Son palabras como luces que se encienden: Jesús, resucitado al amanecer del primer día de la semana… Léelas despacio, saboréalas: Jesús… resucitado… amanecer… primer día… ¿No se te llena el alma de luz? ¡Bendita Pascua, que inunda de claridad la vida del cristiano!

Cristo es el amanecer. Tras la noche del pecado, plasmada en las tinieblas del Gólgota, Cristo amanece glorioso del sepulcro y la vida eterna ilumina el alma del antes pecador y condenado.

Cristo es el primer día. Nuestra vida terminó en un Viernes, y fue sepultada en un Sábado. Lo mismo vosotros, consideraos muertos al pecado (Rom 6, 11). Hoy renacemos, es el primer día de nuestra nueva vida: y vivos para Dios en Cristo Jesús.

Cristo es el sol. Allí le ha puesto su tienda al sol: él sale como el esposo de su alcoba, contento como un héroe, a recorrer su camino (Sal 19, 5-6).
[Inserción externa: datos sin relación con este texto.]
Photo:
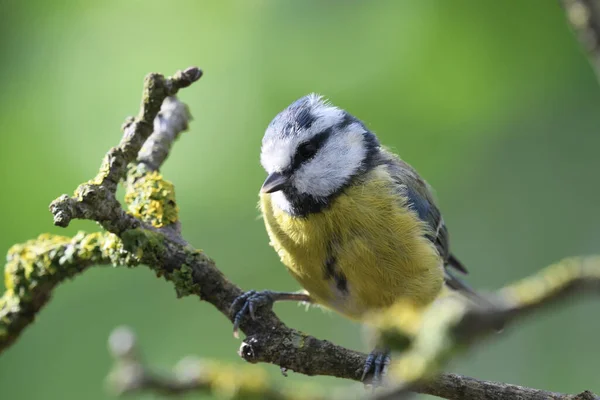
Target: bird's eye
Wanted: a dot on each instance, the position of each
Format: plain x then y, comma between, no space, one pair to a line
307,150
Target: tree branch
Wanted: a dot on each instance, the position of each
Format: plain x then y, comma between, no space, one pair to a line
584,17
131,375
149,234
429,339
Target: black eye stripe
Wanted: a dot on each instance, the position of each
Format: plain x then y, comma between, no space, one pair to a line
308,149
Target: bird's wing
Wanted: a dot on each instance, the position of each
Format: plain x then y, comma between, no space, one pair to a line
420,199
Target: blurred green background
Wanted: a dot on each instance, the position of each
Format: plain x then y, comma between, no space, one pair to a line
493,102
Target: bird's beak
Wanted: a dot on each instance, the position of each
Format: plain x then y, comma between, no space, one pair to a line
274,182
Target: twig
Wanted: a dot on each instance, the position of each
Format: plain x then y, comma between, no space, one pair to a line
454,324
131,375
584,16
148,235
95,200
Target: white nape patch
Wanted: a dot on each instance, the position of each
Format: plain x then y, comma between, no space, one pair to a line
339,158
326,115
278,149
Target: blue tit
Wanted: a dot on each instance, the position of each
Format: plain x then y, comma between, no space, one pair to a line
355,225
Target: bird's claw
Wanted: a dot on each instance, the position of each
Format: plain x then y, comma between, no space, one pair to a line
247,303
378,361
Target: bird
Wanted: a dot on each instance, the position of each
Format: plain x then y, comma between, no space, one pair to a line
354,224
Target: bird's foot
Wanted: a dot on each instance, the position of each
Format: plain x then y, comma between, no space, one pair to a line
247,303
377,362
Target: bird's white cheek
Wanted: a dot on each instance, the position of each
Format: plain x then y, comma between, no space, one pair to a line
280,201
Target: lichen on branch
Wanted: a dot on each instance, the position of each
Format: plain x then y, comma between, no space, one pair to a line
149,233
35,267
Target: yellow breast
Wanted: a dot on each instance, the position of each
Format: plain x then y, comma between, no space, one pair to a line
363,252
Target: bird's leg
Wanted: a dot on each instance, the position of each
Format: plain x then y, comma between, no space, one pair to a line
252,299
378,361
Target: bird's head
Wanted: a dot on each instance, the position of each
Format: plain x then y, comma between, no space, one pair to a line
313,149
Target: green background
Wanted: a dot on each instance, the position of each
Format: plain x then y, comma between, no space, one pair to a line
493,102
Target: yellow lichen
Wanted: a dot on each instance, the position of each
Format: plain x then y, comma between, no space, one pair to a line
152,199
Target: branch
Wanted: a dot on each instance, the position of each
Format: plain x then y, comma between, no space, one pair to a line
149,234
131,375
95,200
37,266
584,17
453,324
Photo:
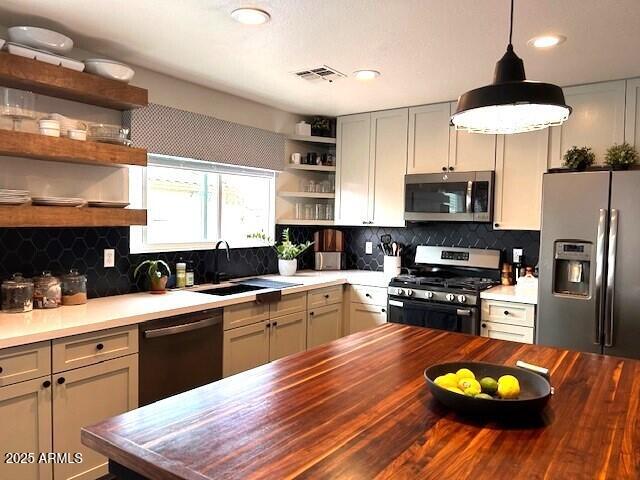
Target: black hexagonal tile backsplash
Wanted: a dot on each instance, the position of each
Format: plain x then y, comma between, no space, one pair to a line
32,250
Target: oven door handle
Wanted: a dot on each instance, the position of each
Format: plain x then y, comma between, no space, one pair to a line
185,327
Bajo su luz, la Creación entera nos muestra su verdadero rostro. Y vemos hermanos en quienes antes veíamos enemigos, y vemos gracias donde antes veíamos desgracias, y vemos vida donde antes veíamos muerte.

Cristo es el domingo sin ocaso. La vida entera se convierte en fiesta. Por eso clamamos: ¡Aleluya!